Blame it on Macau
Financial returns for Melco Crown Entertainment Ltd. are likely to be flat over the next 12 to 18 months, according to Moody’s Investors Service, in a report cited by GGRAsia.
Melco Crown posted net income of US$105.7 million for 2015, compared to US$608.3 million in the previous year; a key factor is the ongoing slump in Macau, which may soon mark its second full year of recession.
The Sydney Morning Herald recently reported that the jurisdiction has shed $130 billion in value since the slump began in mid-2014. The recession has eased considerably in the past few months; some investment analysts predict February could be the first month of GGR growth in year-on-year terms since the decline began. But that bump may not continue in March.
“The revision of the outlook for MCE Finance’s ratings to stable from positive reflects our view that the potential for the company’s ratings to be upgraded (in the near term) is limited, given the ongoing weak operating environment in Macau’s gaming market,” said a report from Moody’s analyst Kaven Tsang.
Melco Crown owns 60 percent of the Hollywood-themed Studio City project on Macau’s Cotai Strip, which opened last October. At the time, Melco Chairman Lawrence Ho joked that the $3.2 billion resort, conceived when the market was still flush, opened during “the worst year in gaming.”

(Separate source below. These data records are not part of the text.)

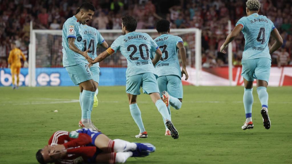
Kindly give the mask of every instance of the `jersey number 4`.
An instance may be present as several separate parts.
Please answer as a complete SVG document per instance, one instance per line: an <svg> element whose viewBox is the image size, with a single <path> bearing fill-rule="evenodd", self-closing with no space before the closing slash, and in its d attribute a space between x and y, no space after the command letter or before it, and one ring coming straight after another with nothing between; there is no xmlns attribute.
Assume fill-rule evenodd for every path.
<svg viewBox="0 0 292 164"><path fill-rule="evenodd" d="M88 47L87 47L87 40L86 39L84 39L83 42L84 42L84 48L83 49L83 51L85 51L87 50L88 49L90 49L92 50L88 51L88 53L92 53L92 55L94 54L94 51L95 50L94 46L94 39L90 39L89 41L89 43L88 44ZM91 49L91 46L92 48Z"/></svg>
<svg viewBox="0 0 292 164"><path fill-rule="evenodd" d="M265 39L265 27L260 27L260 32L258 35L258 37L256 38L256 41L259 42L261 42L260 43L262 44L263 44L266 41ZM261 36L262 36L262 39L260 39Z"/></svg>
<svg viewBox="0 0 292 164"><path fill-rule="evenodd" d="M143 47L144 47L146 51L146 57L144 56L144 53L143 53ZM133 44L129 45L127 48L127 50L128 52L131 51L131 48L133 48L134 50L132 52L130 55L130 58L132 60L136 60L139 59L139 57L133 57L133 56L135 54L135 53L137 52L137 47ZM143 60L147 60L149 59L149 50L148 49L148 46L145 44L141 44L139 46L139 51L140 52L140 56L141 57Z"/></svg>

Moody’s says the gaming operator’s “financial profile over the next 12 months will therefore reflect Studio City’s ramping up of its operations.” The agency predicts Melco Crown’s adjusted debt/EBITDA “will stay at around 4.0 times-5.0 times over the next one-two years, as Studio City ramps up gradually its operations in an environment of weak demand, and with the additional supply of two new casinos in the same Cotai area in 2016.”